= Amadeo Trinchitella =

Amadeo Trinchitella (died February 4, 2005) was an American political organizer for the Democratic Party. He was best known for his power in retirement communities in Broward County, Florida.

== Biography ==
Trinchitella served as a marine in World War II. Afterwards, he worked as a piano mover, and eventually ran a bar and restaurant in New York City. In 1976, he retired to a condominium in Century Village in Broward County, Florida. Broward County in the 1970s–1990s was a stronghold of voters for the Democratic Party, and one of the nation's most politically active counties.

Upon arriving, Trinchitella quickly became involved in organizing other condominium owners, eventually becoming head of the Recreation Committee of the Condominium Owners of Century Village East. He soon developed a reputation for being able to get thousands of retirees to the polls during elections. In recognition of this, Democratic candidates for statewide office frequently visited Century Village, and votes from the area were cited as particularly important in the 1996 and 2000 presidential elections. Trinchitella used his sway to advocate for construction of a health clinic in Century Village and an elementary school in Deerfield Beach, and against construction of the SW 10th street connector between Interstate 95 and Florida State Road 869.

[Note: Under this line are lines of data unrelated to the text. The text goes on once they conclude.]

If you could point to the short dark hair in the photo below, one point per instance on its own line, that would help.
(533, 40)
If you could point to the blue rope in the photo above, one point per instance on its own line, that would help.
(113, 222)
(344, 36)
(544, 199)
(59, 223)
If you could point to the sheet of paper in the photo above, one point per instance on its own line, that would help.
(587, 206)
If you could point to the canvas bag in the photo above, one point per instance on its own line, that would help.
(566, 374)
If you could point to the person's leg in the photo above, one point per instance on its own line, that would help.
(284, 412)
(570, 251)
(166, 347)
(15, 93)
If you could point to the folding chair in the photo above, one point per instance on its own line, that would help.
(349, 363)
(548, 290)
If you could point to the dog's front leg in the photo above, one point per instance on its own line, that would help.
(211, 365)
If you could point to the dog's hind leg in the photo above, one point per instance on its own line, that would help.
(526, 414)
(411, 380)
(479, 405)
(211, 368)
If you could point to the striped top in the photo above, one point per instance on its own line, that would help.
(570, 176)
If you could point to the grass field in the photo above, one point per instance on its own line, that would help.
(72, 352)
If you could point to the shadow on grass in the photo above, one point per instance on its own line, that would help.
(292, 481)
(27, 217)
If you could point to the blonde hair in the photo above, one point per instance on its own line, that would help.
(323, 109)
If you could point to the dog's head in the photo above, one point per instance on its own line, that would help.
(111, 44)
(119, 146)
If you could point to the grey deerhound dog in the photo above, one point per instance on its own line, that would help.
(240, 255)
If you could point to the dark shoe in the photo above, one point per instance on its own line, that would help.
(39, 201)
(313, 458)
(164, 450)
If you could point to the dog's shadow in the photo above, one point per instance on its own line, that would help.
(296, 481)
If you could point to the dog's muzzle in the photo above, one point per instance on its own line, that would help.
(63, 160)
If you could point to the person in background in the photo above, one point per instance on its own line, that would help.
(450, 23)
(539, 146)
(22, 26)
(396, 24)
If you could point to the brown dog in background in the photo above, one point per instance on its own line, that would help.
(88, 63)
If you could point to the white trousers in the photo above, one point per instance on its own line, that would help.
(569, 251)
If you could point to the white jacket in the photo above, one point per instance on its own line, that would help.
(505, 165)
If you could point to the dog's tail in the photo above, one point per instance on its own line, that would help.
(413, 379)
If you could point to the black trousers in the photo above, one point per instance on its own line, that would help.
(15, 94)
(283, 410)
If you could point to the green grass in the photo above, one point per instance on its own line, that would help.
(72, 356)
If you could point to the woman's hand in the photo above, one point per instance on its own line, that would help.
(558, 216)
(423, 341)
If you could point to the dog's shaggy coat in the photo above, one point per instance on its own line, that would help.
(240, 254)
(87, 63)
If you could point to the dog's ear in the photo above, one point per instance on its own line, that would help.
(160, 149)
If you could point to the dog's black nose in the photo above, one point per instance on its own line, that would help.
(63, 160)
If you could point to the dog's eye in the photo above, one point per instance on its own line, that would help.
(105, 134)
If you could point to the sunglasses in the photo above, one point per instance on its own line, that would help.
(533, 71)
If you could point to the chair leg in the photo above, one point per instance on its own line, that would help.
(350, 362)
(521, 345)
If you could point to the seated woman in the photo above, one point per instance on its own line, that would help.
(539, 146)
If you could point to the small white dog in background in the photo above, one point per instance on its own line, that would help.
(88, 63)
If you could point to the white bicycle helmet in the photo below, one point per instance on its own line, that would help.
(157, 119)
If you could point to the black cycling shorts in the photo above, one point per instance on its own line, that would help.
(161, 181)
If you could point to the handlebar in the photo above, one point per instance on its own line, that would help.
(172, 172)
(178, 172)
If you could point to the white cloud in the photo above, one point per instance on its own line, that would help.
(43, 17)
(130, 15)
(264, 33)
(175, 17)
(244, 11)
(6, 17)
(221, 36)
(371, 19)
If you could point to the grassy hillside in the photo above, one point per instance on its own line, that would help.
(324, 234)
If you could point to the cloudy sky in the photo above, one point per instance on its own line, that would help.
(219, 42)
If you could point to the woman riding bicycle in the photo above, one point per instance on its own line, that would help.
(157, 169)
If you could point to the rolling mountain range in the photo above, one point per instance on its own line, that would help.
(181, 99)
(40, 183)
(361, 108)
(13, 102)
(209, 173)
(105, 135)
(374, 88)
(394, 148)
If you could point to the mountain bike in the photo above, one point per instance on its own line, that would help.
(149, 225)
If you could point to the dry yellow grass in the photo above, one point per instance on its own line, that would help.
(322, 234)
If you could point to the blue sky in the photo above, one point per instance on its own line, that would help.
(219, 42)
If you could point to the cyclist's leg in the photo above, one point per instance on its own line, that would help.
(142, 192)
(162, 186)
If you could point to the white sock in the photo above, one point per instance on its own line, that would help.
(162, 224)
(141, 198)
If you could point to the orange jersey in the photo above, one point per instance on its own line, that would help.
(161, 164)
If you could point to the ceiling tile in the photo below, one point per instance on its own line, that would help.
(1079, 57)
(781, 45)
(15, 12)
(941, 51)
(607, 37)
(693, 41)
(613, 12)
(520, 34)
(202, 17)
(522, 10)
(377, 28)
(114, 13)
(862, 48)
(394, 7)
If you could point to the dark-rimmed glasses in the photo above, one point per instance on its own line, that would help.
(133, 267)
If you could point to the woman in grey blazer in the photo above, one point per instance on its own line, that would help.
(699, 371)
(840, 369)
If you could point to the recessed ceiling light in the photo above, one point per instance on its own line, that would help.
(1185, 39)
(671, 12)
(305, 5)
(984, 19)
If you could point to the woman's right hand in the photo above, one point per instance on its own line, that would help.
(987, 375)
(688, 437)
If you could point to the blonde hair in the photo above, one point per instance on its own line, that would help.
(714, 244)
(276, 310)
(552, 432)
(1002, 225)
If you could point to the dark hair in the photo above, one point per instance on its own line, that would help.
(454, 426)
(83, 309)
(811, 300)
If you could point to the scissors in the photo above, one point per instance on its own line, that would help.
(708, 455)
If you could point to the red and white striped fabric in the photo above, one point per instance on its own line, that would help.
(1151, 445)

In 1999, Trinchitella resigned from the Deerfield city commission. That year,The New York Times reported that "[n]o one gets elected in this part of Florida, everyone here says, unless first they talk to 'Trinchi.'" US President Bill Clinton deemed the politician Robert Wexler "Trinchi’s congressman" in recognition of the role that Trinchitella played in Wexler's election to the US House of Representatives.

== Personal life and death ==
Trinchitella was married to Maria for fifty years before she died in 1991. He died on February 4, 2005. In an obituary the Orlando Sentinel described him as a "democratic kingpin". His death was cited by several newspapers as marking the end of the era where Democrats in Broward County held substantial power.